Vagus nerve stimulation (VNS) is the most established option. A small pulse generator implanted near the collarbone sends regular electrical signals to the brain through the vagus nerve in the neck. It doesn’t require knowing exactly where seizures start, which makes it an option for people whose seizure focus can’t be precisely localized. The most common side effect is a change in voice quality during stimulation. VNS is approved for children as young as four.

Responsive neurostimulation (RNS) takes a different approach. Electrodes placed directly at the seizure focus continuously monitor brain activity and deliver a burst of stimulation the moment abnormal patterns are detected, stopping seizures before they fully develop. Because the device records brain activity around the clock, it also provides valuable data to your care team. RNS requires precise localization of the seizure focus and is approved only for adults 18 and older.

Deep brain stimulation (DBS) targets a structure deep in the brain called the anterior nucleus of the thalamus, a relay station involved in seizure networks. Like VNS, it doesn’t require pinpointing the exact seizure origin. It’s also approved for adults only. All three devices require battery replacement surgery every 3 to 10 years depending on the device and its settings.

Risks of Surgery

The general surgical risks, infection and bleeding, occur in less than 1% of cases and are usually treatable without lasting consequences. The neurological risks depend heavily on where the surgery takes place in the brain.

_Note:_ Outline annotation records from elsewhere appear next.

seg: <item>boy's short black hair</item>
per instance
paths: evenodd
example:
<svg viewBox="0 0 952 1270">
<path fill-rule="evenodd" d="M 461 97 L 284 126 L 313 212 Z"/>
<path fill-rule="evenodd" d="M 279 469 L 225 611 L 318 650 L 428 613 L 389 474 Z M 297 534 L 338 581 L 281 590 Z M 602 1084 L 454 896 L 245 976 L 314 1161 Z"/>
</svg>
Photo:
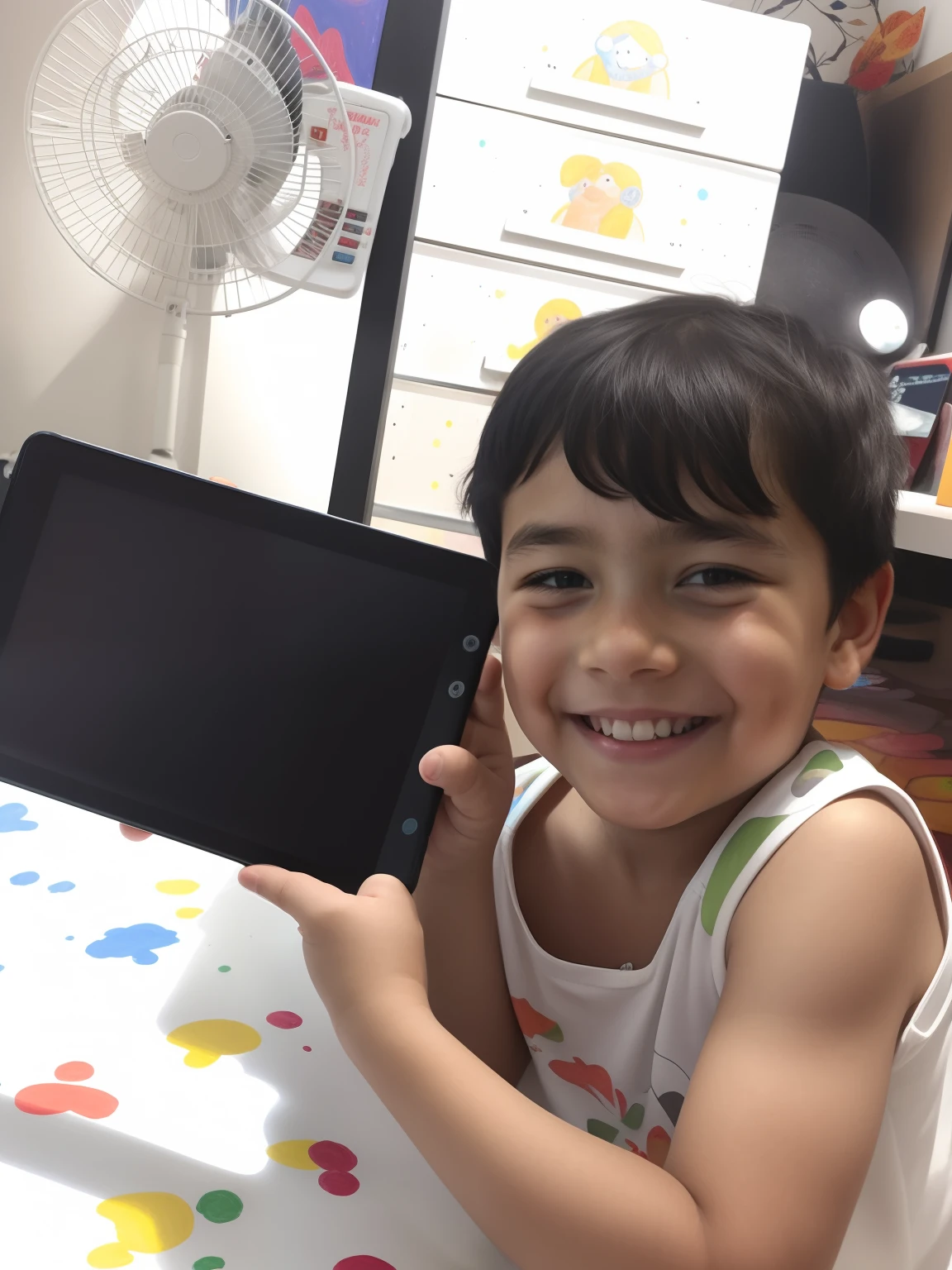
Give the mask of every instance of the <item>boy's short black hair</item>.
<svg viewBox="0 0 952 1270">
<path fill-rule="evenodd" d="M 557 443 L 583 485 L 665 521 L 703 519 L 685 479 L 729 512 L 776 516 L 755 469 L 767 474 L 826 544 L 834 617 L 891 556 L 908 460 L 885 376 L 776 310 L 664 296 L 543 339 L 499 394 L 465 481 L 494 564 L 506 494 Z"/>
</svg>

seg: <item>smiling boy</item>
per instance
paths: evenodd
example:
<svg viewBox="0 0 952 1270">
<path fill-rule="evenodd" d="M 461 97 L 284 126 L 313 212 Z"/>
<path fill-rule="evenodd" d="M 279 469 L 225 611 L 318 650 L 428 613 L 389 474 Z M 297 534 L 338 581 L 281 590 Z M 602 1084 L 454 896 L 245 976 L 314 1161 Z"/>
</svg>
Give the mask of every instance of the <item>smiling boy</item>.
<svg viewBox="0 0 952 1270">
<path fill-rule="evenodd" d="M 952 1265 L 948 886 L 911 800 L 811 732 L 876 648 L 902 471 L 877 373 L 781 315 L 566 324 L 467 490 L 541 756 L 515 800 L 490 659 L 420 765 L 415 897 L 241 874 L 520 1270 Z"/>
</svg>

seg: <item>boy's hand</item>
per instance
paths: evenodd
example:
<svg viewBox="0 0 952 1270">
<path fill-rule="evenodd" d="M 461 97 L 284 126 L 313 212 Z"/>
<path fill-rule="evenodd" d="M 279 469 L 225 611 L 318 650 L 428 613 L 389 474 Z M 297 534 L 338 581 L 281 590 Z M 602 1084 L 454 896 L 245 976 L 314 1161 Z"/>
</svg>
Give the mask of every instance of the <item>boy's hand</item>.
<svg viewBox="0 0 952 1270">
<path fill-rule="evenodd" d="M 426 847 L 426 871 L 491 855 L 515 786 L 498 658 L 486 658 L 462 744 L 430 749 L 420 759 L 420 776 L 444 794 Z"/>
<path fill-rule="evenodd" d="M 274 865 L 242 869 L 239 881 L 298 923 L 307 972 L 344 1043 L 395 1011 L 429 1011 L 423 930 L 396 878 L 368 878 L 357 895 Z"/>
</svg>

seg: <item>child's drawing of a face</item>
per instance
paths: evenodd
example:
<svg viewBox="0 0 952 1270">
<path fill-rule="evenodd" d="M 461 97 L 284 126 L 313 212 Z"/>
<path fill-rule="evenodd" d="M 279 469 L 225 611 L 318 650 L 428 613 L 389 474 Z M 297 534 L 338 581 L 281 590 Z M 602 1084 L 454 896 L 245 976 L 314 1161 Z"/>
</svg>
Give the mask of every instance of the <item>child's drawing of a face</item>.
<svg viewBox="0 0 952 1270">
<path fill-rule="evenodd" d="M 609 173 L 603 171 L 594 180 L 583 177 L 579 184 L 572 188 L 569 197 L 572 202 L 576 198 L 584 199 L 588 207 L 604 216 L 611 212 L 616 203 L 621 202 L 622 192 L 614 178 Z"/>
<path fill-rule="evenodd" d="M 668 65 L 664 53 L 649 53 L 632 36 L 599 36 L 595 52 L 602 58 L 609 80 L 616 83 L 646 79 Z"/>
</svg>

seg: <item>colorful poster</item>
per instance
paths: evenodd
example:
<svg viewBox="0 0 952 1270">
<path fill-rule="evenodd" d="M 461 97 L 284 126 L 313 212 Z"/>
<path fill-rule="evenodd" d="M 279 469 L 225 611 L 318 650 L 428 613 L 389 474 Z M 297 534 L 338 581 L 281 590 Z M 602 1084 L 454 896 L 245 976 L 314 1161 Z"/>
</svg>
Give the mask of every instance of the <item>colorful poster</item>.
<svg viewBox="0 0 952 1270">
<path fill-rule="evenodd" d="M 373 88 L 387 0 L 288 0 L 287 10 L 341 84 Z M 297 52 L 305 77 L 316 75 L 316 58 L 308 58 L 303 42 Z"/>
</svg>

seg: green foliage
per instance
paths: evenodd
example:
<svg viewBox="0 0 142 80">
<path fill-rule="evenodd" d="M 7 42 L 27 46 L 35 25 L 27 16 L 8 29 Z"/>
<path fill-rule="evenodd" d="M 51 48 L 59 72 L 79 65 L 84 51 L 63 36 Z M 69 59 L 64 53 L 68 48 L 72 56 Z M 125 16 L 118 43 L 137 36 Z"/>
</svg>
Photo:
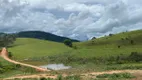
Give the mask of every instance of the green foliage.
<svg viewBox="0 0 142 80">
<path fill-rule="evenodd" d="M 7 47 L 16 40 L 15 34 L 0 34 L 0 47 Z"/>
<path fill-rule="evenodd" d="M 13 55 L 12 55 L 12 52 L 8 52 L 8 57 L 9 57 L 9 58 L 12 58 L 12 56 L 13 56 Z"/>
<path fill-rule="evenodd" d="M 39 57 L 44 58 L 46 56 L 62 54 L 72 50 L 62 43 L 32 38 L 17 38 L 13 45 L 14 46 L 8 48 L 8 51 L 12 52 L 14 55 L 13 59 L 18 60 Z"/>
<path fill-rule="evenodd" d="M 63 80 L 63 76 L 62 75 L 58 75 L 57 76 L 57 80 Z"/>
<path fill-rule="evenodd" d="M 81 80 L 81 78 L 78 75 L 73 75 L 65 77 L 65 80 Z"/>
<path fill-rule="evenodd" d="M 66 37 L 61 37 L 61 36 L 57 36 L 51 33 L 47 33 L 47 32 L 42 32 L 42 31 L 23 31 L 23 32 L 19 32 L 18 37 L 21 38 L 36 38 L 36 39 L 42 39 L 42 40 L 49 40 L 49 41 L 55 41 L 55 42 L 63 42 L 65 39 L 69 39 Z M 78 40 L 73 40 L 71 39 L 71 41 L 73 42 L 78 42 Z"/>
<path fill-rule="evenodd" d="M 101 74 L 96 76 L 97 78 L 108 78 L 108 79 L 131 79 L 135 78 L 135 76 L 131 75 L 130 73 L 114 73 L 114 74 Z"/>
<path fill-rule="evenodd" d="M 64 44 L 69 46 L 69 47 L 72 47 L 72 41 L 70 39 L 65 39 Z"/>
</svg>

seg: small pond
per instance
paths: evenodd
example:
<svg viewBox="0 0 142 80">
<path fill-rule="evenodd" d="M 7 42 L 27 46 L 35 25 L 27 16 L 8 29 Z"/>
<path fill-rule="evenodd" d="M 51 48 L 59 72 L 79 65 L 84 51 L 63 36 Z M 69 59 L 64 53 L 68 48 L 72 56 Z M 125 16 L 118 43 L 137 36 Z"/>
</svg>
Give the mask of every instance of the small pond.
<svg viewBox="0 0 142 80">
<path fill-rule="evenodd" d="M 43 65 L 40 66 L 42 68 L 47 68 L 51 70 L 64 70 L 64 69 L 70 69 L 71 66 L 65 66 L 64 64 L 48 64 L 48 65 Z"/>
</svg>

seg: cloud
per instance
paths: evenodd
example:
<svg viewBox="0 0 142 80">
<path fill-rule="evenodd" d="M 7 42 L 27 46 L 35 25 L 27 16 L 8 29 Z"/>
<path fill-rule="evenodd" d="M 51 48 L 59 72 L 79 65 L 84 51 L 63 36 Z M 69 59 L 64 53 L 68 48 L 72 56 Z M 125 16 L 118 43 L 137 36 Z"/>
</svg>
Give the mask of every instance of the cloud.
<svg viewBox="0 0 142 80">
<path fill-rule="evenodd" d="M 41 30 L 78 40 L 142 29 L 139 0 L 0 0 L 0 32 Z"/>
</svg>

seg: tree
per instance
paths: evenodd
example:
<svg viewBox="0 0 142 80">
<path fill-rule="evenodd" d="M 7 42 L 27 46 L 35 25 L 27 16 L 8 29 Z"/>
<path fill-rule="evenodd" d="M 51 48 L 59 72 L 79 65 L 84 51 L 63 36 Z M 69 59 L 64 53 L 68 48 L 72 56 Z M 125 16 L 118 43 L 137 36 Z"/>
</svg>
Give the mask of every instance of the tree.
<svg viewBox="0 0 142 80">
<path fill-rule="evenodd" d="M 69 47 L 72 47 L 72 41 L 70 39 L 65 39 L 64 44 L 69 46 Z"/>
</svg>

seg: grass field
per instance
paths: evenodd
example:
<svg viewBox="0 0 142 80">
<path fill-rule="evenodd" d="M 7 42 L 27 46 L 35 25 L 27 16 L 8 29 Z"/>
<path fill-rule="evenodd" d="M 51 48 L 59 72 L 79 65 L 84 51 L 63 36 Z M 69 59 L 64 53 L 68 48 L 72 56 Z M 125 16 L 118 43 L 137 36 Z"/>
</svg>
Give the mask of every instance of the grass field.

Memory problems are the most discussed concern, particularly with temporal lobe surgery, because the temporal lobe plays a central role in forming and retrieving memories. Some patients notice difficulty with word-finding after surgery, and there is a small risk of weakness in an arm or leg. For operations near the visual pathways, a partial loss of peripheral vision is possible. The pre-surgical evaluation is designed specifically to predict and minimize these risks, which is why it’s so thorough.

Recovery and Life After Surgery

Hospital stays range from one to two nights for minimally invasive procedures like laser ablation to three to five nights for open surgery. Most patients return to work or school within four to six weeks.

One of the most common questions is whether you can stop taking anti-seizure medications after surgery. The answer varies considerably. Some patients taper off medications within a year or two. Others continue at reduced doses for years. The decision depends on how well seizures are controlled, the underlying cause of epilepsy, and the risk of recurrence if medications are stopped. Medication changes are always made gradually and under close supervision.

Driving restrictions also apply after surgery, though the specific seizure-free period required before you can drive again varies by state. Your epilepsy team will guide you through these practical milestones as your recovery progresses.